Nous avons interviewé Géraldine Blondeau, chef de projet AMOA (Assistance de Maîtrise d’OuvrAge ) pour l’entreprise Safran Electrical & Power, chargée d’accompagner des entreprises dans la conception, la réalisation et le déploiement des projets digitaux.

 

Les entreprises d’e-commerce s’adressent-elles à vous pour améliorer l’expérience utilisateur (UX) sur leur site?

C’est plutôt variable, je me dirige vers les entreprises qui ont le budget. En soi, les entreprises d’e-commerce représentent entre 10 et 20% de ma clientèle.

Elles ont tendance à passer par des marketplaces, c’est la solution la plus simple en matière de visibilité.

L’UX fait partie d’un package et son utilisation n’est pas encore très répandue. Pour le moment, elle n’est pas toujours prioritaire.

 

Quelles sont les problématiques rencontrées par ces entreprises?

La problématique principale est la visibilité et même en se dirigeant vers des marketplaces rien n’est assuré : si l’entreprise a une mauvaise e-réputation, elle peut se faire définitivement exclure de la marketplace.

Pour avoir un site efficace, il faut une bonne visibilité mais il faut aussi que l’UX soit enrichie. Comme le consommateur devient de plus en plus exigeant, la tâche reste difficile.

 

Pourquoi l’UX est importante pour l’e-commerce?

Elle est importante car elle augmente la crédibilité du site. C’est un critère de qualité pour les consommateurs. Il faut offrir un UX design adapté au parcours client du consommateur.

Les entreprises deviennent plus matures dans les outils de mesure d’audience.

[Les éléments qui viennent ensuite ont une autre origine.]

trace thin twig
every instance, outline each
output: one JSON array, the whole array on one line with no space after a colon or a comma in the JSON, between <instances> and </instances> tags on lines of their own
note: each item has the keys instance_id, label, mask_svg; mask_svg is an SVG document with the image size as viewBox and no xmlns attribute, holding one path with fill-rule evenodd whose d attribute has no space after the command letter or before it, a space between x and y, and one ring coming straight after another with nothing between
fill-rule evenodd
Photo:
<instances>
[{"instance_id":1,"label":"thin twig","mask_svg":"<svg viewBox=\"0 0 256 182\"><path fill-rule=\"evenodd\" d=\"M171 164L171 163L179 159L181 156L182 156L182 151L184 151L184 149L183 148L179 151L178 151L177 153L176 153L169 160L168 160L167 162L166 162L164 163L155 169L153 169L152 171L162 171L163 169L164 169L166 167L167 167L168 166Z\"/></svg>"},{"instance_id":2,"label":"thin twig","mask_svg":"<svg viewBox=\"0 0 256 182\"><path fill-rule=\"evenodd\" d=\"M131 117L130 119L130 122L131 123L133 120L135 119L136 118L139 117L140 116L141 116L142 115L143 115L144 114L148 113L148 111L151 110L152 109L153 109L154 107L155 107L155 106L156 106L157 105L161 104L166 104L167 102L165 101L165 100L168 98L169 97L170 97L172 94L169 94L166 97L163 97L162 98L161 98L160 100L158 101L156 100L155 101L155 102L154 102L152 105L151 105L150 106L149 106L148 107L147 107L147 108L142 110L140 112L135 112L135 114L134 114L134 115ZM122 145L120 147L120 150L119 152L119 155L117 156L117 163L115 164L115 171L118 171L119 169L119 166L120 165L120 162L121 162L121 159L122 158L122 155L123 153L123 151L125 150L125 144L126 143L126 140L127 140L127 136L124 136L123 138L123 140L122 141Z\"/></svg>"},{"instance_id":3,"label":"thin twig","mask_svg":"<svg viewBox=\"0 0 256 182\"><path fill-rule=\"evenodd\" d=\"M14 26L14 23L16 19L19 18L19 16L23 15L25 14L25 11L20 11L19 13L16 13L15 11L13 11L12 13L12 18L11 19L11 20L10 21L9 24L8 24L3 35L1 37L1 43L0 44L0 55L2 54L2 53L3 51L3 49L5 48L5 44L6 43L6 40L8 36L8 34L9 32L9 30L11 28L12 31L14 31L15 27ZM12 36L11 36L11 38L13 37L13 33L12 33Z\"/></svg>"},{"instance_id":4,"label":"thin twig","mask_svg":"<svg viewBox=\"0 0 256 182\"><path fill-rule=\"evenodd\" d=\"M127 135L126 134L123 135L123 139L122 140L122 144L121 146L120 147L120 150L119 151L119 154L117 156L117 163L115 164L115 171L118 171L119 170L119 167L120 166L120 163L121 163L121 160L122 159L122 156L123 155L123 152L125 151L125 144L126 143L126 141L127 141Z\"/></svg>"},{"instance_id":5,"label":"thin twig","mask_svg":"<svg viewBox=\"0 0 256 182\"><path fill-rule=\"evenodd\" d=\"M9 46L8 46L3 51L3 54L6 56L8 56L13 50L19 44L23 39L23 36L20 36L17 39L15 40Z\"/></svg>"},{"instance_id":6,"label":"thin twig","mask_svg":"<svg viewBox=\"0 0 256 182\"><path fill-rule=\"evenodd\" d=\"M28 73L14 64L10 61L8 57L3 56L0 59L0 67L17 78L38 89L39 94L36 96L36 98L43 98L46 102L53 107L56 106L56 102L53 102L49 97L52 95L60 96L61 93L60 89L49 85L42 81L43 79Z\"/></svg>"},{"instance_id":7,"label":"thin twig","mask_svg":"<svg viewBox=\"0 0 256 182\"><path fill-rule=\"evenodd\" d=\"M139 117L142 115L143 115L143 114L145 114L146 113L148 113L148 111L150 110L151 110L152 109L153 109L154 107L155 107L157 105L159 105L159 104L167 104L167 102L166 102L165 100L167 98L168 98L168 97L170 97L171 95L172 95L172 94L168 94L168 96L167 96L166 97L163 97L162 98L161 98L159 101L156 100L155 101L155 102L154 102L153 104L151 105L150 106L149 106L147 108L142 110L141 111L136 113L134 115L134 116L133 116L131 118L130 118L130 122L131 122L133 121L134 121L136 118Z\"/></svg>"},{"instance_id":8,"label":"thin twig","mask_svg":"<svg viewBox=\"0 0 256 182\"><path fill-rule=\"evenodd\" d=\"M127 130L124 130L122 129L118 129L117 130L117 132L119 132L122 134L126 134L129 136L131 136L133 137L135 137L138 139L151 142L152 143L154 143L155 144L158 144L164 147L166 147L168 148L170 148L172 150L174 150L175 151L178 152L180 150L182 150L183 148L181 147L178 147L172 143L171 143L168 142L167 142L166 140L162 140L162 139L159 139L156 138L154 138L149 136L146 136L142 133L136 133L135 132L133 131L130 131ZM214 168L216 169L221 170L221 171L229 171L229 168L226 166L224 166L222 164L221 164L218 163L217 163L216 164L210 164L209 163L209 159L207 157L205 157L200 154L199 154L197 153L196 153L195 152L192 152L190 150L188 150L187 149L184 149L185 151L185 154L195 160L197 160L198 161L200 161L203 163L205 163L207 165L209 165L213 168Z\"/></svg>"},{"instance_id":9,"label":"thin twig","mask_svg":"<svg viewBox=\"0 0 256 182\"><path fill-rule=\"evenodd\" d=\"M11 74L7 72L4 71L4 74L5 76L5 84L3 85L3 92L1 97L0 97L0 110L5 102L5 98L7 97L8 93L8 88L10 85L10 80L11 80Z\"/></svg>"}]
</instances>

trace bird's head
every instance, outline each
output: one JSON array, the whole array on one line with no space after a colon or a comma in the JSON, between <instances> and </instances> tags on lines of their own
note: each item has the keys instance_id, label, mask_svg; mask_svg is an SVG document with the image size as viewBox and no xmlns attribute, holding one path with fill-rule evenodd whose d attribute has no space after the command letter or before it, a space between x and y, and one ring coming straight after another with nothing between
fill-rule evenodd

Elles arrivent à identifier les manques en matière d’UX et cherchent à optimiser.

 

Comment appréhendez-vous l’UX pour l’e-commerce?

Une UX performante doit suivre les étapes suivantes :

Étudier et déterminer tous les parcours clients/utilisateurs sur lesquels elle souhaite travailler.

S’adapter selon le parcours client choisi.

Dégager les tendances fortes de l’UX design à mettre en place : avoir un formulaire séduisant, demander des informations rassurantes, lui faire un feedback.

Mettre en place des prototypes de tests pour les bêta-testeurs.

 

Quelles sont les tendances à venir pour l’UX?

La grosse tendance est l’UX design omni-canal. Ce dernier s’adapte aux parcours clients. L’espace de consommation mute en espace d’utilisation. L’UX représente un défi et constitue un parcours client “sans couture”.

Globalement, les entreprises manquent d’anticipation. Je constate que certaines petites enseignes sont plus réactives et s’en sortent mieux que les grandes.

 

UX consultant et UX designer sont-ils des métiers d’avenir?

C’est clairement un métier d’avenir. En constante évolution, il s’adapte avec les mobiles et bientôt avec l’intelligence artificielle.

 

Avez-vous eu des demandes pour l’élaboration de réalité augmentée ou virtuelle?

La demande est encore timide. Par exemple, Leroy Merlin l’utilise pour la vente de ses abris de jardin. Cela reste encore considéré comme un gadget, sa présence n’est pas encore déterminante dans l’acte d’achat et n’a aujourd’hui pas de répercussion sur le chiffre d’affaires.